How DNS works
When you create a hosting account with a web hosting company, a Master DNS Record is created in the Internet Service Provider's (ISP's) Domain Name Server (DNS).
The registrar from whom you have purchased your domain refers to this DNS Record as the master authority for the domain used by your hosting account.
When someone searches for your website at the domain, their browser request is taken:
- first, to the registrar's database to discover the DNS authority for your website, and
- next, to the ISP's DNS to discover the IP (Internet Protocol) address for the domain name used by your website, and then
- to your website!
What is DNS Propogation?
Each and every ISP caches its DNS Records in order to speed up the above process.
In other words, they make a copy of the master records and refer to these locally.
This is quicker than searching for them via the internet every time someone wants view a website.
Unfortunately, each ISP which caches DNS records will only update them periodically and when they do they do so by reference to the ISPs to which they are connected and not from the source.
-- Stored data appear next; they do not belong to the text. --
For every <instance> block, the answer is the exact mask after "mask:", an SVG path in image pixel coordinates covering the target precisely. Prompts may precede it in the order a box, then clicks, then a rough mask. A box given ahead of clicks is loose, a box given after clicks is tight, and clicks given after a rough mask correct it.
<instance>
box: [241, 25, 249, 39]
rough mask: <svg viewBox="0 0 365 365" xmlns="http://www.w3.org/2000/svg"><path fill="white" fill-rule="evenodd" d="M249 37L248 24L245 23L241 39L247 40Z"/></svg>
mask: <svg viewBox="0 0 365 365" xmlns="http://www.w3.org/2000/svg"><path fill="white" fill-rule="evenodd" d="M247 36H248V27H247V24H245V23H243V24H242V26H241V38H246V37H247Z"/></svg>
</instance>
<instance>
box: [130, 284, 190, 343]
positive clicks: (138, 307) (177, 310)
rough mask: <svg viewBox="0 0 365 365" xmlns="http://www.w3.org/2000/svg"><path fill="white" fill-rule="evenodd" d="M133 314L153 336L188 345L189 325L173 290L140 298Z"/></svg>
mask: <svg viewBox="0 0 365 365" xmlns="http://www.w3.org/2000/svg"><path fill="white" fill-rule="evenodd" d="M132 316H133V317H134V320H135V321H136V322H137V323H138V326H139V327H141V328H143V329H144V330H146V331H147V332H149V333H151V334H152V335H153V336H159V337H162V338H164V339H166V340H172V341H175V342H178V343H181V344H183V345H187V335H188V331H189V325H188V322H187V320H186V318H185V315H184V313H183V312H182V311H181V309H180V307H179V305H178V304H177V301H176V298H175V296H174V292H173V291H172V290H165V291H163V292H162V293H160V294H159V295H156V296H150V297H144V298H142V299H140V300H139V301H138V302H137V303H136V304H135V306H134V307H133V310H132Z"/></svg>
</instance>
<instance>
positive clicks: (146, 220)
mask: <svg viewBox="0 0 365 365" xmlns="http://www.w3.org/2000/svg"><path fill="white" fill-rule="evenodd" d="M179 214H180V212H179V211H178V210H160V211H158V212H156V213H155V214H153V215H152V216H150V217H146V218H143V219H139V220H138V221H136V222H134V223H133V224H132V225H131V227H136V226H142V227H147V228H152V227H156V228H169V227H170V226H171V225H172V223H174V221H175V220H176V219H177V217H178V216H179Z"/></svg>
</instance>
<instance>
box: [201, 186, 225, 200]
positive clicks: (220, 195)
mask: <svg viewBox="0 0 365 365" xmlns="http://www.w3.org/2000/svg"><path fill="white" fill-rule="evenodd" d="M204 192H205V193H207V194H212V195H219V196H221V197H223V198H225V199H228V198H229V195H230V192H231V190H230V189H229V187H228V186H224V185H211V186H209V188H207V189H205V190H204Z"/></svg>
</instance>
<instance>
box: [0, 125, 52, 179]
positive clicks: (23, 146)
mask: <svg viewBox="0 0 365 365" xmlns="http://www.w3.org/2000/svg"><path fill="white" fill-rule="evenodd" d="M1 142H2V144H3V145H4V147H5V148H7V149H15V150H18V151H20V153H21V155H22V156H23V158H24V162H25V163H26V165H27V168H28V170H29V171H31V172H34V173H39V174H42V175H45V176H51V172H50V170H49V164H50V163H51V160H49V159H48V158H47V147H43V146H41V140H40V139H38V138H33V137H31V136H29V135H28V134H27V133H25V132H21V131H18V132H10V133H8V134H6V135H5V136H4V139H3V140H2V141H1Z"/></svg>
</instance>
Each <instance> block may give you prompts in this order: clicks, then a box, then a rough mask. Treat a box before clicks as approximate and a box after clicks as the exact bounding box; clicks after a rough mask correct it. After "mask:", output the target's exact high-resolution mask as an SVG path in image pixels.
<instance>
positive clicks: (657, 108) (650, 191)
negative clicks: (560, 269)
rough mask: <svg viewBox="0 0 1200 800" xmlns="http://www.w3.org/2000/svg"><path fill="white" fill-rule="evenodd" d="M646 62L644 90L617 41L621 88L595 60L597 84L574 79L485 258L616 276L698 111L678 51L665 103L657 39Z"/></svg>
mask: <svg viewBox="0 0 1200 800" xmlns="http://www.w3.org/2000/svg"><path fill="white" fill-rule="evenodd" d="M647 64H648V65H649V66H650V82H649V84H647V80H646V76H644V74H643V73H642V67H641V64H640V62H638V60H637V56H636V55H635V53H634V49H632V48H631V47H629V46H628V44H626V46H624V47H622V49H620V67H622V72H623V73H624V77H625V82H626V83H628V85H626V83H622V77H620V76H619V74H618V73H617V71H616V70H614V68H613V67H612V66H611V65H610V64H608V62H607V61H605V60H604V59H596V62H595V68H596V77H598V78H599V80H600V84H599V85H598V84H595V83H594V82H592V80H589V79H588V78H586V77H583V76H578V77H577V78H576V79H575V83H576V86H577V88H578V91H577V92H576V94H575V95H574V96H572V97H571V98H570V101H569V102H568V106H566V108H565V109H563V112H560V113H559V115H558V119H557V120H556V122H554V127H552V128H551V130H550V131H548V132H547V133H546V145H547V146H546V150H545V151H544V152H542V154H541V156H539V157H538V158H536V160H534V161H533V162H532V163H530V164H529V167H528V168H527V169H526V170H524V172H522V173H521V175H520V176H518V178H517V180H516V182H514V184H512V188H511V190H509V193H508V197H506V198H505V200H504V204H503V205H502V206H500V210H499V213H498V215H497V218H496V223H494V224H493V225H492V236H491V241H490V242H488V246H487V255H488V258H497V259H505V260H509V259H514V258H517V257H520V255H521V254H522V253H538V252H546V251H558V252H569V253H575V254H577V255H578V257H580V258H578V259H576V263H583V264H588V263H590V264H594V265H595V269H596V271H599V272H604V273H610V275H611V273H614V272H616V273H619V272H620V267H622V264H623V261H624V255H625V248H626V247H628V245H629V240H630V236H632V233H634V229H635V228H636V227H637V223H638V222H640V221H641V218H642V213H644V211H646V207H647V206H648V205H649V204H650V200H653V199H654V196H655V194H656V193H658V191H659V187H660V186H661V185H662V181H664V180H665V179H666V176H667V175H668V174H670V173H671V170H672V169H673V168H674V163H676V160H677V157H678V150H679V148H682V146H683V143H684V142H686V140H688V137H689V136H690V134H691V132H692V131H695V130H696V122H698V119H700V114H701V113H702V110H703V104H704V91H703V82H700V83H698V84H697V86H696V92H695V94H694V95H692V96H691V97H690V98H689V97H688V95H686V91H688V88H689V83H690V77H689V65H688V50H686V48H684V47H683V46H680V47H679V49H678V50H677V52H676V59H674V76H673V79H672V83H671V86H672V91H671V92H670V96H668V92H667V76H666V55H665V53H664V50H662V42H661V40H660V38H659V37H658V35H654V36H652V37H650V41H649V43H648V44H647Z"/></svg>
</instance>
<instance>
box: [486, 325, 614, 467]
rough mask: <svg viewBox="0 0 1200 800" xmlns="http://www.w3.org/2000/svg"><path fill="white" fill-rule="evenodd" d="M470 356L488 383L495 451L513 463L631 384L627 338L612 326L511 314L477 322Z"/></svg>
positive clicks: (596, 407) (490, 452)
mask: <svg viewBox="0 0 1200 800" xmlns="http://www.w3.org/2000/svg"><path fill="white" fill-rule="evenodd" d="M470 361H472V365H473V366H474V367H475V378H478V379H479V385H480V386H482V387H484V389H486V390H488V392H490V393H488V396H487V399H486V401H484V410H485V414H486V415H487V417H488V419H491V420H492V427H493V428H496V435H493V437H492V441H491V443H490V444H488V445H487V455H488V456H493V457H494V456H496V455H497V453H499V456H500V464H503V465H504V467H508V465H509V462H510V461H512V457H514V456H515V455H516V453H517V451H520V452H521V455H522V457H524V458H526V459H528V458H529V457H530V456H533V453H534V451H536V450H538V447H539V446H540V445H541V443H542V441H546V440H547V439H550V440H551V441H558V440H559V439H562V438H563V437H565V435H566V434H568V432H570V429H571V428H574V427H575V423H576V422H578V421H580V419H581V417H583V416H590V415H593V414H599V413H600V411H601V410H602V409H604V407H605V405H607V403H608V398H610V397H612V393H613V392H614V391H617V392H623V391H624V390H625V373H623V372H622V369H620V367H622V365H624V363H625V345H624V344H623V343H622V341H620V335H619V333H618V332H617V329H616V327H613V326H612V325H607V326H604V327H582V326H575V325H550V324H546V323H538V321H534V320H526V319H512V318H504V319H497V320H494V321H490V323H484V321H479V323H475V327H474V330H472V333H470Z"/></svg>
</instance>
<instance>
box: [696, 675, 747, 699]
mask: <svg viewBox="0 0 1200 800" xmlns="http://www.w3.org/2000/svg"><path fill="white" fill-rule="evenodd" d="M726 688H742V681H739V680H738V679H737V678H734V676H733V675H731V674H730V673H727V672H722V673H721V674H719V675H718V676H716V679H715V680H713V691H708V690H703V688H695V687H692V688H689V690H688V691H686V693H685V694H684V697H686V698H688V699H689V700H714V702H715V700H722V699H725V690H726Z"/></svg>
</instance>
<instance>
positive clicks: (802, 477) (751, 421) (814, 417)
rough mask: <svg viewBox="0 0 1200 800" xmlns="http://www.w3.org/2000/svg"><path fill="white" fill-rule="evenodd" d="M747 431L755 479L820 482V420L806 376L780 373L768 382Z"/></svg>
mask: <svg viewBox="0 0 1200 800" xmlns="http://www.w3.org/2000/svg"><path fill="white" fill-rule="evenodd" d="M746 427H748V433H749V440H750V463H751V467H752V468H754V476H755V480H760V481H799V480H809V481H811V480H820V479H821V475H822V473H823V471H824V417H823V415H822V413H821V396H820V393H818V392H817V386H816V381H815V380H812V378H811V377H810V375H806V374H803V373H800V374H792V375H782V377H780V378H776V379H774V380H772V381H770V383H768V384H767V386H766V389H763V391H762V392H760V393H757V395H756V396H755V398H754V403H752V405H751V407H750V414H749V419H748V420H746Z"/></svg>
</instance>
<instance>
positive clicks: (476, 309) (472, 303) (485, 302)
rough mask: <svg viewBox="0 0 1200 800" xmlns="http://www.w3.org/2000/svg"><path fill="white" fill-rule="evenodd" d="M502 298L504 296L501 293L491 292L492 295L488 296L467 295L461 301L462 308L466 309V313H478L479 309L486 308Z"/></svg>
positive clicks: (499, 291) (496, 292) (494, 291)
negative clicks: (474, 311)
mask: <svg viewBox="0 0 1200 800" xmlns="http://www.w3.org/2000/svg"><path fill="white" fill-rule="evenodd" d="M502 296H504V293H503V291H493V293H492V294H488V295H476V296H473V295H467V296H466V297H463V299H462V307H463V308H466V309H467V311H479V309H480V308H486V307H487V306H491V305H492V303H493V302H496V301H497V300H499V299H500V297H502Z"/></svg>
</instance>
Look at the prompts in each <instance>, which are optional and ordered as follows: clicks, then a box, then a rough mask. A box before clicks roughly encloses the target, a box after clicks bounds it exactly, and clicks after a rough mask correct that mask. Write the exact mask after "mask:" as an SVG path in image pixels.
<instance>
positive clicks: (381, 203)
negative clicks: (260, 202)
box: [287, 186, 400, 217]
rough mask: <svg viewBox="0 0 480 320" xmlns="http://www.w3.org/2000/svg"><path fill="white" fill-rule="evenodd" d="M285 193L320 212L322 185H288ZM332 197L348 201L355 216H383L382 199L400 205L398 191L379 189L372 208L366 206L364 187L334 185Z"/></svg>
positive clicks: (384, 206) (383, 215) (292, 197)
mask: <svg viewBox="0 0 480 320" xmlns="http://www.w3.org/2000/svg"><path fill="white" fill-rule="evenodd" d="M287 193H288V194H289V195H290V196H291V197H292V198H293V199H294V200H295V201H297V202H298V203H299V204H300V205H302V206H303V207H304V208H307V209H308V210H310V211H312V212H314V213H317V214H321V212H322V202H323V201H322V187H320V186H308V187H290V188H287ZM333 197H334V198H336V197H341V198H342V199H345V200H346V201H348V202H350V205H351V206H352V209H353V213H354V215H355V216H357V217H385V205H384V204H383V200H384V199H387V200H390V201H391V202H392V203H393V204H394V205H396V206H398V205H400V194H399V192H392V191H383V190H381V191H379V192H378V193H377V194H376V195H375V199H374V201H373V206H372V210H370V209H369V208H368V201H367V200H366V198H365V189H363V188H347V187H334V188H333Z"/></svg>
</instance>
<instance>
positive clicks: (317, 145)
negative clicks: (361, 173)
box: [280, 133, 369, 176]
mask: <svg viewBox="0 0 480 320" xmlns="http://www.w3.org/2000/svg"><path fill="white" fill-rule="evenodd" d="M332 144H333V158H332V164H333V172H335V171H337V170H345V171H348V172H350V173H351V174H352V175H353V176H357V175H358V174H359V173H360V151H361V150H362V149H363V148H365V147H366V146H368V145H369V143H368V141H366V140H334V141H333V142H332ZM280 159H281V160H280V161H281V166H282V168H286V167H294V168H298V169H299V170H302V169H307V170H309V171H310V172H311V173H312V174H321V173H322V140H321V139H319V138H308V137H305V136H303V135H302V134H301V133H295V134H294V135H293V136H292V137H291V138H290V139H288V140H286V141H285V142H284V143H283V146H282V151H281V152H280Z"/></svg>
There is no web standard and so the time gap between periodic updates can vary from a few hours to several days, depending upon the ISP.
This slow updating of the DNS cache by ISPs is what we call Domain Propagation and is why someone may be able to see your website in one part of the world a few hours after it is published, and others may have to wait a few days.
In summmary, it can therefore typically take from anything between 3 and 72 hours for DNS changes to take effect across the entire web.
How to view your website pending propogation?
If required you may view your website at a temporary URL (or web address) whilst waiting for propogation to be completed.
The temporary URL is either:
- accessible via your Hosting Control Panel, or
- the IP address of your hosting account followed by /~hosting-account-username.